Keywords: Crohn’s disease (CD); Ulcerative colitis (UC); Inflammatory Bowel Disease (IBD); Granulocyte Macrophage Colony Stimulating Factor (GM-CSF); Antibodies (Abs); Anti-Tumor Necrosis Factor α (anti-TNFα)
Introduction
Inflammatory bowel diseases (IBD) are chronic diseases including Crohn’s disease (CD) and Ulcerative colitis (UC). The etiology is still only partially known but three factors seem to be involved in the pathogenesis of the disease: environment, genetic susceptibility factors and immune dysregulation. The presence of environmental factors in a particular genetic background will lead to the activation of an inappropriate immune response inducing destruction of the mucosa and an increased intestinal permeability. This is one of the mechanisms that may explain the presence of antibodies (Abs) frequently found in IBD and which constitute biomarkers [1–4]. Increased intestinal permeability is reversible under anti-Tumor Necrosis Factor alpha (anti-TNFα) antibodies treatment [5].In some cases, treatment of IBD could fail, so it is necessary to find predictors of non-response [6] and algorithms that could help in therapeutic optimization

Several antibodies have been identified in IBD but their role in prognosis and therapeutic monitoring is still unclear [7–9]. Because of low specificity and sensitivity of specific antibodies detection, lack of target values, no national, European or international guideline recommends the detection of antibodies for the diagnosis or prognosis and therapeutic monitoring of IBD to date.

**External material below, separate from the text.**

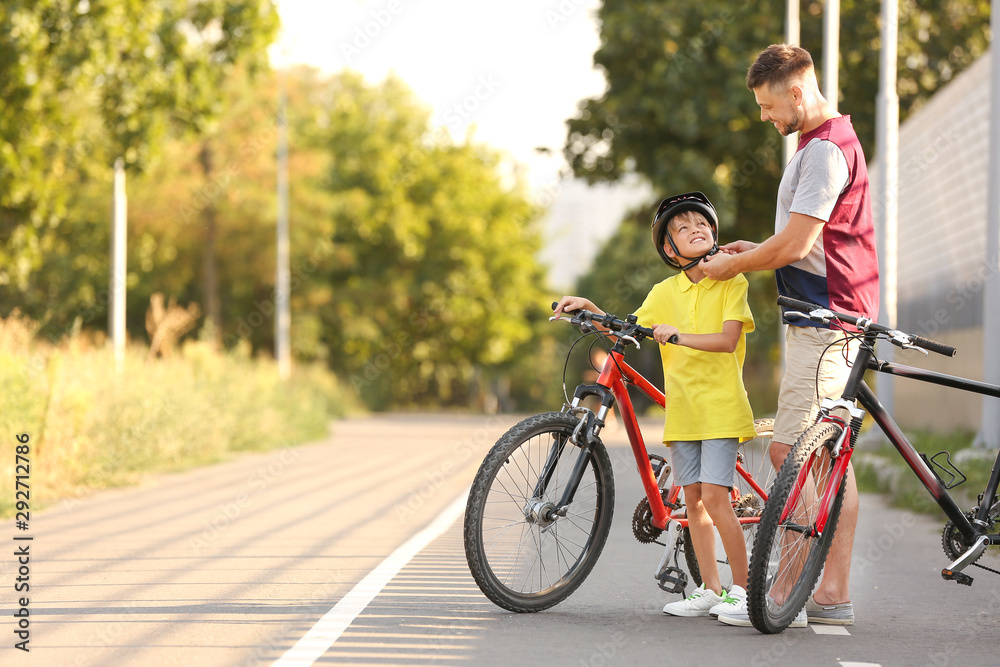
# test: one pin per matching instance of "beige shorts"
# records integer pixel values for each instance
(798, 404)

Recently, anti-Granulocyte Macrophage Colony-Stimulating Factor (GM-CSF) antibodies have been identified in IBD. These antibodies are directed against GM-CSF which is a cytokine that is necessary for anti-microbial functions of myeloid cells and that have an important role in the regulation of intestinal mucosal damage, in intestinal immunity and inflammatory responses [10–14]. Mice deficient in GM-CSF had defects in mucosal barrier function with more severe intestinal and systemic infection after enteric infection, more severe colitis after enteric exposure to dextran sodium sulphate or developed transmural ileitis following non-steroidal anti-inflammatory drug (NSAID) exposure [10–14]. GM-CSF therapy improved mucosal repair and could have a role in clinical improvement in CD [10–13, 15]. Jurickova et al found that anti-GM-CSF Ab were produced by lamina propria mononuclear cells isolated from CD ileal resection specimens and that peripheral blood contains GM-CSF neutralizing capacity [16]. High levels of anti-GM-CSF Ab are associated with a reduced bioactivity of GM-CSF, of neutrophil bacterial killing, and an increase in intestinal permeability [14, 16]. Furthermore, these antibodies are used in the diagnosis of autoimmune pulmonary alveolar proteinosis (PAP) [17]. To date, there are still few studies on their clinical interestand especially on their prognostic value in IBD. The main purpose of our study was to evaluate the clinical impact of anti-GM-CSF Abs in a cohort of IBD patients.
Methods
Subject enrolment
Patients with IBD referred to the Department of Gastroenterology of Saint-Etienne’s University Hospital were enrolled over a 12-month period between September, 2009 and October, 2010. Diagnosis of IBD was assessed on common endoscopic and histological evidences of the disease, according to the Lennard-Jones criteria. The healthy control group (n=47) was consecutive healthy volunteers selected from blood donors. Ethical approval was obtained from the Ethics Committee of the University of Saint-Etienne and fully written informed consent was obtained from all patients.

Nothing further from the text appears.